Watch Thompson closely. Out of 11 starts she has six top-10s, including her victory at the Kraft Nabisco Championship. She has the longest drive on the Tour, 275+ yards. Her challenge is going to come on the greens. That’s where Webb, who’s averaging 29 putts per round and ranked 16th on the Tour, is likely to shine.
Webb’s advantage deepens with her experience. She’s won the Open twice (2000 & 2001) and she knows how to handle and manage the pressure cooker environment. Coming in with wins at the ISPS Handa Women’s Australian Open and the JTBC Founders Cup, Webb’s game is hot.

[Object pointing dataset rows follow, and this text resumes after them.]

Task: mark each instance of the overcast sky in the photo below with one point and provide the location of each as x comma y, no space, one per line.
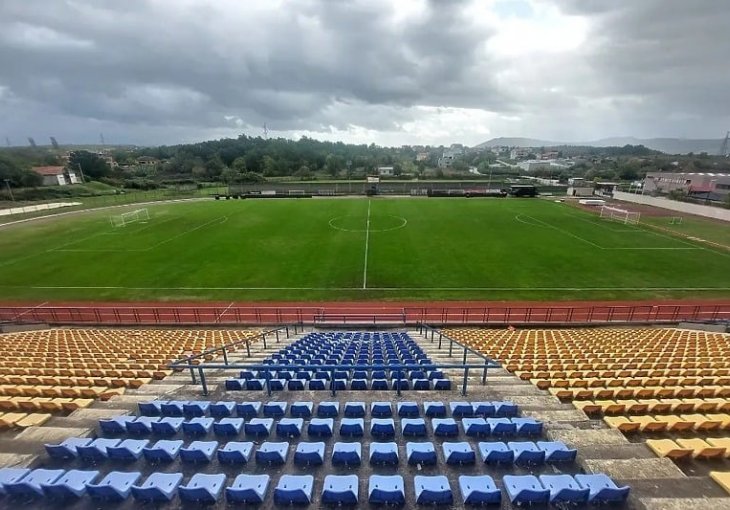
390,72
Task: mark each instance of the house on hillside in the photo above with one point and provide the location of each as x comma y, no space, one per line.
56,175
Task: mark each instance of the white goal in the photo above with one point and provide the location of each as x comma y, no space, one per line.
622,215
123,219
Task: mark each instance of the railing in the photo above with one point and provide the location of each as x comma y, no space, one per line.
380,313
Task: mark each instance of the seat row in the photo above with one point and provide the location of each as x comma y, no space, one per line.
318,427
672,423
298,489
307,453
325,409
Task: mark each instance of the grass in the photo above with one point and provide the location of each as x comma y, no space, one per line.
315,249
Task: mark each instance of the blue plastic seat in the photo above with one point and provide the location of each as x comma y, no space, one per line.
67,449
347,454
158,487
235,452
434,409
248,489
527,453
289,427
317,384
505,409
386,490
381,410
413,427
602,489
272,453
461,409
202,488
254,384
142,425
382,428
384,454
479,490
328,409
525,489
128,450
484,409
321,427
199,451
458,453
379,384
445,427
352,427
421,453
475,427
30,485
151,408
354,409
527,426
172,407
564,489
496,452
501,427
72,485
432,490
301,409
96,450
248,410
359,384
421,384
195,408
116,424
259,427
222,409
198,426
11,475
557,451
309,454
115,486
294,490
274,409
163,450
340,490
408,410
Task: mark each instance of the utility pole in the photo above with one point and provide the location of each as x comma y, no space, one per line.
7,183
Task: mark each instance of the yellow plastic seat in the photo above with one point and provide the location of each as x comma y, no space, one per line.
621,423
668,448
701,449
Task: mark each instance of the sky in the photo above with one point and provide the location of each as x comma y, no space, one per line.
418,72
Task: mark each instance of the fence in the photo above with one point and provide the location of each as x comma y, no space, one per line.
373,315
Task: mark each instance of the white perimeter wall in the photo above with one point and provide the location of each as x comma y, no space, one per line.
673,205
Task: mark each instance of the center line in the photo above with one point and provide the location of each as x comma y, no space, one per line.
367,243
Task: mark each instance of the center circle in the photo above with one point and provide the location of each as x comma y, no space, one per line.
378,223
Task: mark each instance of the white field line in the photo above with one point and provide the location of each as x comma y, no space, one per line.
390,289
367,246
218,318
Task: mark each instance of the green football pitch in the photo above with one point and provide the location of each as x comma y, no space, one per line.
354,249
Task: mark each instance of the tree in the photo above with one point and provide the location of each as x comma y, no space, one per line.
90,164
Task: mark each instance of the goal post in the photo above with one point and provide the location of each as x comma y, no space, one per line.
621,215
120,220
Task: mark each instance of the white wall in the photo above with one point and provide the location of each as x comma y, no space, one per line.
673,205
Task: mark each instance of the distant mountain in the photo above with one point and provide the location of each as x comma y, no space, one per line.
668,145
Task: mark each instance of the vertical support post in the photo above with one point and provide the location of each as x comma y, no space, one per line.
466,378
192,371
202,380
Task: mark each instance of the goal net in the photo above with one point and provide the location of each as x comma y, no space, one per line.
622,215
123,219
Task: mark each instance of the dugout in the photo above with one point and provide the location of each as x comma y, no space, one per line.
523,190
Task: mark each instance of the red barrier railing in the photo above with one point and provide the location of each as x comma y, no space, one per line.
381,314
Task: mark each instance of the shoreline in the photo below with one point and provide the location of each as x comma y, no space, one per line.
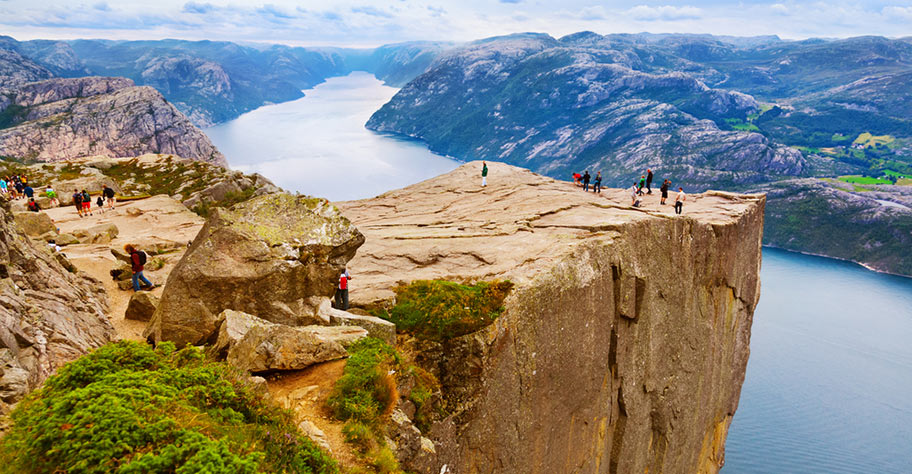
860,264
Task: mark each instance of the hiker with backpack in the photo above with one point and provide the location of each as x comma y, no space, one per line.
108,194
77,201
342,291
86,202
137,264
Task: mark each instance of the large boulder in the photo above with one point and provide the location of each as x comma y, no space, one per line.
275,256
266,348
141,306
35,224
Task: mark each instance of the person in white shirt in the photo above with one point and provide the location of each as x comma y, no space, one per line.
679,200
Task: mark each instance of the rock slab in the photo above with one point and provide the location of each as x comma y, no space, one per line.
276,257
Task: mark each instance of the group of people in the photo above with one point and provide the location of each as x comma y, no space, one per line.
645,181
82,200
584,179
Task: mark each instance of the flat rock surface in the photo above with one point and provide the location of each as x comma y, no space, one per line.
520,224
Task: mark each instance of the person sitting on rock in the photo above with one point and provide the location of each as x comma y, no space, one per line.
77,201
52,196
137,264
108,194
342,291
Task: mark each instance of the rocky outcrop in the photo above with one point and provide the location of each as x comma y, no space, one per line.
277,257
141,306
624,343
61,119
48,314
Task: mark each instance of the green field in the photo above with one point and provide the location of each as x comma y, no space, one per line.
867,139
857,179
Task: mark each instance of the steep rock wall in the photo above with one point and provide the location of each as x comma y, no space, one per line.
624,344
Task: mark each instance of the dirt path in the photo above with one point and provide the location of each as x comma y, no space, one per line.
305,392
156,222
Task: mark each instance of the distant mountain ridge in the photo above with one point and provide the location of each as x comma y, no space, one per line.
215,81
64,118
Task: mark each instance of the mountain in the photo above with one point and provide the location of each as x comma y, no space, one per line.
60,119
216,81
560,106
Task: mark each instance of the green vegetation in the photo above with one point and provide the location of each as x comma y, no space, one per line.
128,408
855,179
867,139
366,394
440,310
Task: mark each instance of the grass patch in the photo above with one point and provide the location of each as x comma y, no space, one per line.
129,408
367,393
440,310
856,179
867,139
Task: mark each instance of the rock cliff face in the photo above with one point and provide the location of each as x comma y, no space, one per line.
61,119
622,347
48,315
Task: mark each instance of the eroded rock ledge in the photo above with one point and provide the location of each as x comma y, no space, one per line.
623,346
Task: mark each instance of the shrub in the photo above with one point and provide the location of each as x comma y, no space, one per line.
440,310
129,408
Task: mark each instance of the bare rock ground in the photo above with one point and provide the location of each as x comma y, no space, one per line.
158,221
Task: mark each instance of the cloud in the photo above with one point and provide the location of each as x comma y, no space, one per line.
664,13
897,13
779,9
372,11
198,8
593,13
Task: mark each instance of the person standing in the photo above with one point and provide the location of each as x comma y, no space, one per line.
635,195
137,264
52,197
77,201
679,200
108,194
86,203
342,291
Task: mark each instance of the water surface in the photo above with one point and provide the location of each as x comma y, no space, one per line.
318,145
829,381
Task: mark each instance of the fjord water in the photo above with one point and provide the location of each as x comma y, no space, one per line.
318,145
829,381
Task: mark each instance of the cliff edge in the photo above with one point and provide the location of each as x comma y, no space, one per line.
622,347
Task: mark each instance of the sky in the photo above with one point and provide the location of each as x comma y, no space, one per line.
366,23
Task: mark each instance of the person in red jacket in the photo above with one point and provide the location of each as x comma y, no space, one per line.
342,290
137,263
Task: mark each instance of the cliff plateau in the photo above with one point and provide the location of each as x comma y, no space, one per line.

I look for Karrie Webb to take the measure of No. 2, adjust and shape her game, and play to win.
Inbee Park, Stacy Lewis, Emma Talley, 8:02am, Tee #10
Coming to Pinehurst fresh from her 2014 Curtis Cup victory, 2013 US Women’s Amateur champion Emma Talley should have a wonderful time paired with Inbee Park and Stacy Lewis, but the real battle in this group will be a face-off between Park and Lewis.
With 11 top-10 finishes out of thirteen starts, two of them victories (North Texas LPGA Shootout and ShopRite LPGA Classic), Lewis looks to have the edge over Park, but not by much. Park has eight 2014 top-10s that includes a win at Manulife Financial LPGA Classic. Park’s ranked first on the Tour in putting average (28.76) and second in putts per greens in regulation (1.745). Lewis, averaging 29.69 putts per round, ranks 20th, but is ranked first in putts per greens in regulation (1.739), so it may boil down to who spends less time in the grunge and who gets to the green fastest.
Although Lewis’s game is sparkling right now, I think defending US Women’s Open champion Park may have the stronger mental game and be better able to endure the inevitable rough spots all the players will encounter.
Lizette Salas, Na Yeon Choi, Paula Creamer, 1:36pm, Tee #10
This could be a breakthrough year for Lizette Salas. After a couple of near misses she’s nailed her first Tour win, the Kingsmill Championship, and she’s playing with renewed energy and determination. But Salas isn’t quite ready to take charge at Pinehurst. Neither is Choi.
Creamer will dominate this group. The 2010 Open champion is climbing up out of a long winless streak. She has a revamped swing, a sharp putter, and a can-do pragmatism that’s going to serve her very well over the next four days. This could be Paula Creamer’s opportunity to triumph, although she might have to play her way past Inbee Park and Karrie Webb to get to the top of the board.
Thursday, June 19 and Friday, June 20, ESPN2 will begin coverage of the round in progress at 3pm and conclude coverage at 7pm. Saturday, June 21 and Sunday, Jun2 22, NBC will begin coverage of the round in progress at 3pm and conclude coverage at 6pm. All times are ET. ProGolfNow will also provide daily updates of the US Women’s Open.